This blog is still alive, just in semi-hibernation. When I want to write something longer than a tweet about something other than math or sci-fi, here is where I'll write it.
Sunday, April 12, 2009
When Jump the Shark jumped the shark.
It's not often that a slang phrase that becomes part of the vocabulary can be traced back to a particular person, but according to Wikipedia, "jump the shark" was coined by Sean Connolly in 1985 and popularized by Jon Hein (pictured here) on the website jumptheshark.com. Connolly was Hein's college roommate. The phrase refers to the moment when a TV show starts its downward spiral, and comes specifically from an episode of Happy Days where Fonzie jumps over a shark while water skiing.
The original website jumptheshark.com was both funny and informative. It had categories of ways to jump the shark, like "Very Special Episodes" or "Recasting" or "Ted McGinley". Mr. McGinley is considered a jinxed actor by some, and his hiring is a sign the show is going down, though not immediately. There is a younger actress named Rena Sofer who is sometimes referred to as "the she-McGinley", the curse for a new century.

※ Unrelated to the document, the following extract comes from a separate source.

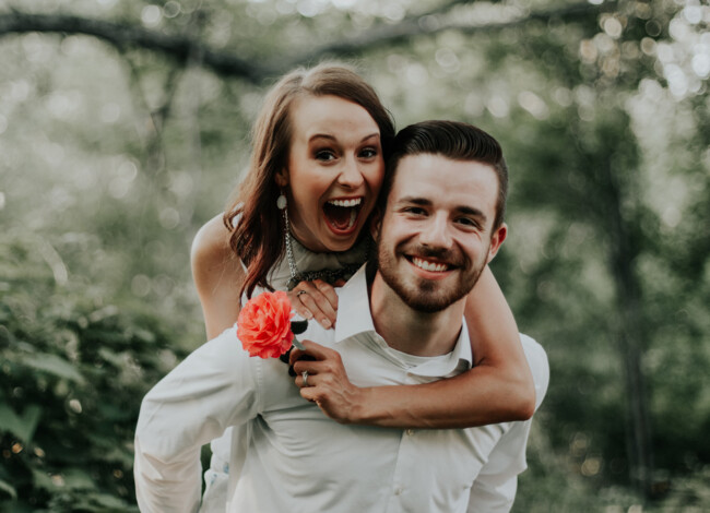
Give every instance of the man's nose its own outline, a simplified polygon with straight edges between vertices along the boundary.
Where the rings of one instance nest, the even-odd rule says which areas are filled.
[[[445,213],[434,214],[429,217],[419,232],[419,242],[431,248],[449,248],[451,246],[448,216]]]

In any case, jumptheshark.com thrived from 1996 to 2006 with the spirit of a bulletin board, the standard way an internet site existed back in the early nineties. People could come onto the site, make comments on shows being discussed or add a topic of their own. Software kept track of comments and you could see what were the most popular opinions about when a show went downhill. It was also possible to vote for "never jumped" if you thought a show had stayed strong from beginning to end.
This weekend, I was flipping channels and saw a late episode of Ballykissangel, the British show about a small Irish town. It was very clear the production values had slipped, shot on video instead of film. I watched the early seasons of Ballykissangel on DVD and was of the opinion that the poker tournament episode was the moment the show jumped the shark, and wanted to see what other people thought. I went to Google and typed in "jump the shark".

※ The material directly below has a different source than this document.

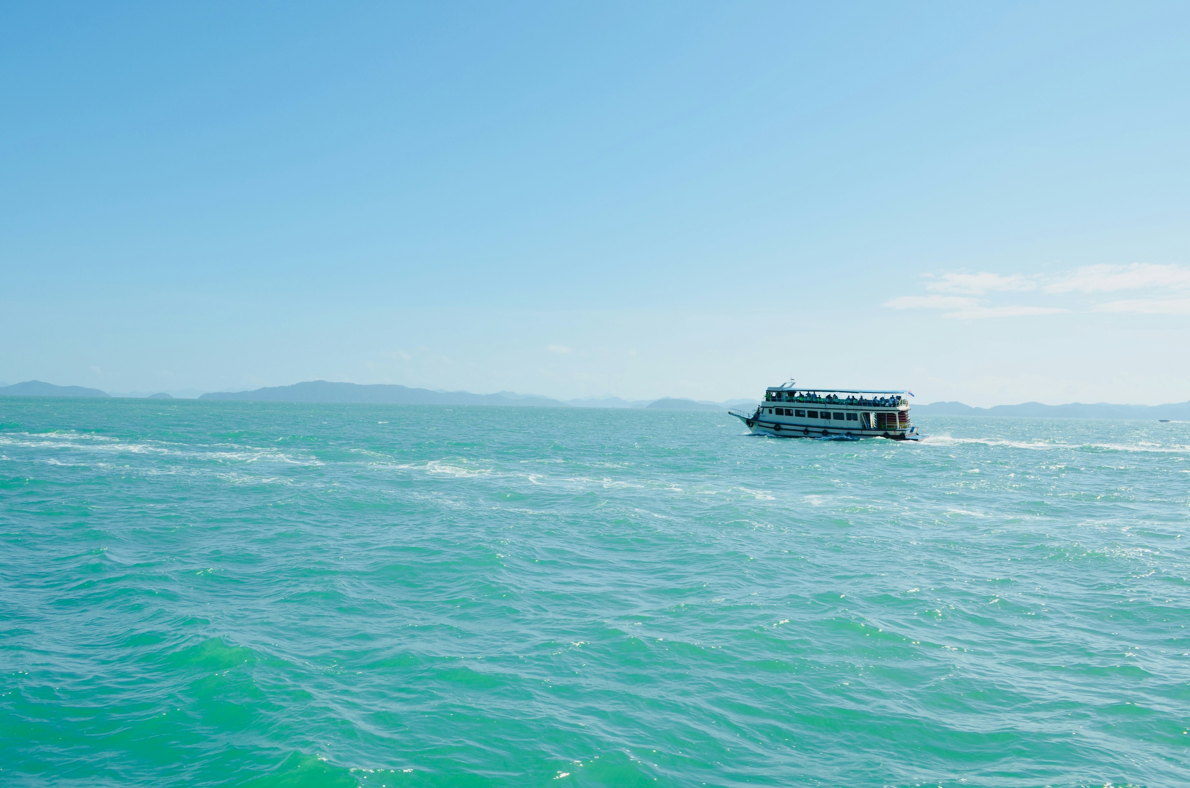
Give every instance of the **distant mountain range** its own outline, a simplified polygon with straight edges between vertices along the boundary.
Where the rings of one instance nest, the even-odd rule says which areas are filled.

The original site no longer exists. These things happen. Sadly, Jon Hein sold out to TV Guide, so people can still go to a site called jumptheshark or jumpedtheshark or jumpingtheshark, but it is a cruel hoax, a miserable piece of corporate crap that only has the same name as a formerly useful part of the internet.
Mr. Hein, enjoy your money. But know that your beautiful brain child is now a deformed zombie, and future internet generations will be left scratching their heads as to why anyone thought this was a cool idea in the first place.